SAAM and Renwick Reopening With Three Major Exhibitions Shuttered Last Fall

Visitors wearing masks exploring the galleries at the Smithsonian American Art Museum; Photo by Albert Ting

The Smithsonian American Art Museum and its branch museum, the Renwick Gallery, are among those museums set to reopen to the public on Friday, May 14. This is the second reopening of the museum following closures on March 14, 2020 and again on Nov. 23, 2020 as a public health precaution due to the COVID-19 global pandemic.

While its three major exhibitions were closed last Fall, the museum has negotiated extensions for all of them so that guests can still make plans to experience such exciting pieces as Chicanz artists, a fossilized mastodon skeleton, and new site-specific artwork.

“I am overjoyed to welcome visitors back to the Smithsonian American Art Museum and our Renwick Gallery to experience our relevant and impactful exhibitions,” said Stephanie Stebich, the Margaret and Terry Stent Director of the Smithsonian American Art Museum. “We also are deeply grateful to the collectors, museums, and foundations for their continued generosity during these unprecedented times by agreeing to extend loans, in some cases for a second time, as well as the extraordinary effort of our staff to develop and install these thought-provoking projects.”

The landmark exhibition, “¡Printing the Revolution! The Rise and Impact of Chicano Graphics, 1965 to Now” was open for only three days in November 2020 before the Smithsonian closed for the second time due to the pandemic. The Chicanx artist exhibition of 119 works is the first to unite historic civil rights-era prints alongside works by contemporary printmakers, including artists that came of age during the civil rights, labor, anti-war, feminist and LGBTQ+ movements. It channels early periods of social activism into the political and cultural consciousness of people of Mexican descent, exploring the rise of Chicanx graphics within early social movements and the ways in which Chicanx artists and their collaborators advance printmaking practices attuned to social justice. Make sure to see the portrait of the late George Floyd along with others who were killed during altercations with U.S. law enforcement since 2014.  The exhibition will be on view at the museum’s main building from Friday, May 14, through Sunday, Aug. 8. Following its run in Washington, D.C., it will travel to the Amon Carter Museum of American Art in Fort Worth.

The museum’s critically acclaimed exhibition “Alexander von Humboldt and the United States: Art, Nature and Culture” reveals how the influential naturalist and explorer Alexander von Humboldt (1769-1859) shaped American perceptions of nature and the way American cultural identity became grounded in our relationship with the environment.

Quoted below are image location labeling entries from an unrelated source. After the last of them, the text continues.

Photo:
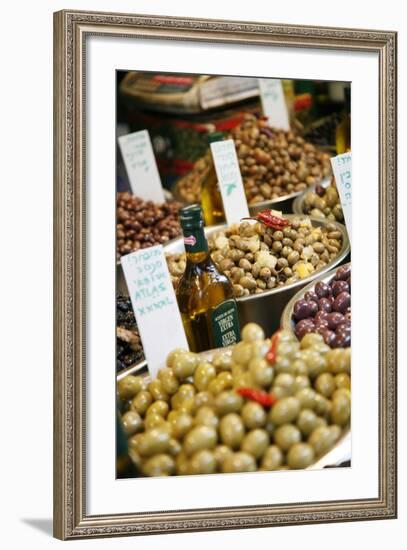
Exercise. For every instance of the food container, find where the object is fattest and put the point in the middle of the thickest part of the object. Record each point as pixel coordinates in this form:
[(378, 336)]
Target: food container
[(339, 454), (266, 308), (287, 316)]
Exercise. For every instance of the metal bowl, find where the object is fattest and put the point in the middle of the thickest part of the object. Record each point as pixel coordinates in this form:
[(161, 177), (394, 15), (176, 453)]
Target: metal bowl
[(287, 322), (338, 455), (265, 308)]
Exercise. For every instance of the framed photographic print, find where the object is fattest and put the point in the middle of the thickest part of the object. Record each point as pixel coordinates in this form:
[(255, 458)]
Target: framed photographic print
[(223, 190)]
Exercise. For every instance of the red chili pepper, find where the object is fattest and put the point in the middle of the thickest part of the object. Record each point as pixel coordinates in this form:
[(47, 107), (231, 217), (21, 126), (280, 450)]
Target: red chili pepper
[(265, 399), (272, 352), (270, 220)]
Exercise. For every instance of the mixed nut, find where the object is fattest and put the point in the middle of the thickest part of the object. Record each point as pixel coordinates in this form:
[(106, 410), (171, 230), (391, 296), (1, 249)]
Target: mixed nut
[(327, 310), (141, 224), (262, 405), (129, 349), (323, 203), (257, 257)]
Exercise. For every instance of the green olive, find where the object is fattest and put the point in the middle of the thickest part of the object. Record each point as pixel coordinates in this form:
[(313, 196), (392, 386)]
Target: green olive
[(169, 381), (342, 380), (205, 416), (132, 423), (158, 407), (174, 355), (130, 385), (239, 462), (204, 373), (340, 412), (306, 397), (153, 420), (252, 332), (200, 437), (157, 391), (325, 384), (154, 441), (242, 353), (227, 402), (261, 372), (285, 411), (141, 402), (231, 430), (300, 455), (255, 443), (308, 420), (253, 415), (272, 459), (286, 435), (159, 465), (202, 462), (203, 398), (184, 365), (220, 453), (181, 423)]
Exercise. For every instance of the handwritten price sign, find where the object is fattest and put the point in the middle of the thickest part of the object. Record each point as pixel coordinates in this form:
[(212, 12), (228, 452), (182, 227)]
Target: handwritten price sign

It is the first exhibition to examine Humboldt’s impact on five spheres of American cultural development: the visual arts, sciences, literature, politics and exploration, between 1804 and 1903. Make sure to see the original “Peale Mastodon” skeleton, on loan from the Hessisches Landesmuseum Darmstadt, with ties to Humboldt, the influential artist Charles Willson Peale, and an emerging American national identity in the early 19th century, which hasn’t been in the U.S. since 1847! The exhibition will be on view from Friday, May 14, through Sunday, July 11. It will not travel.

At the museum’s Renwick Gallery, the exhibition “Forces of Nature: Renwick Invitational 2020” heightens ecological awareness with pieces from artists Lauren Fensterstock, Timothy Horn, Debora Moore, and Rowland Ricketts. The artists, who use a wide range of craft media—from fiber and mosaic to metal and glass—examine the long history of art’s power to engage with the natural world through unconventional and highly personal perspectives. “Forces of Nature” is the ninth installment of the Renwick Invitational. Established in 2000, this biennial showcase highlights mid-career and emerging makers who are deserving of wider national recognition. The exhibition will be on view from Friday, May 14, through Sunday, Aug. 15. It will not travel.

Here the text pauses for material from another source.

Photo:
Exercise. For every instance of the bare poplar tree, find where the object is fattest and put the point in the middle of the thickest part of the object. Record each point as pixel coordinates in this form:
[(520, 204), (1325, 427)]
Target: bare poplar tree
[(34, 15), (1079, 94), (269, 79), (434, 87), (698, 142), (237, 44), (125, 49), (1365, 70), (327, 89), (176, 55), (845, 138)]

Other installations that return to public view at the museum’s main building include a focused installation that features recently acquired photographs by Dawoud Bey in conversation with a painting by African American modernist William H. Johnson that refer to the Underground Railroad; and “The Automobile and American Art,” featuring a study collection of 100 model cars recently donated by Albert H. Small. At the Renwick Gallery is Janet Echelman’s “1.8 Renwick,” the popular fiber and lighting installation suspended from the ceiling of the Grand Salon.

The museum’s main building will be open five days a week, Wednesday through Sunday, from 11:30 a.m. to 7 p.m. Its Renwick Gallery will be open five days a week, Wednesday through Sunday, from 10 a.m. to 5:30 p.m. Visitors must reserve separate timed-entry passes in advance to visit either location, and masks are required while at the museum. Passes can be reserved online beginning May 7 at si.edu/visit or by phone at 1-800-514-3849, ext. 1. An individual will be able to reserve up to six passes for personal use.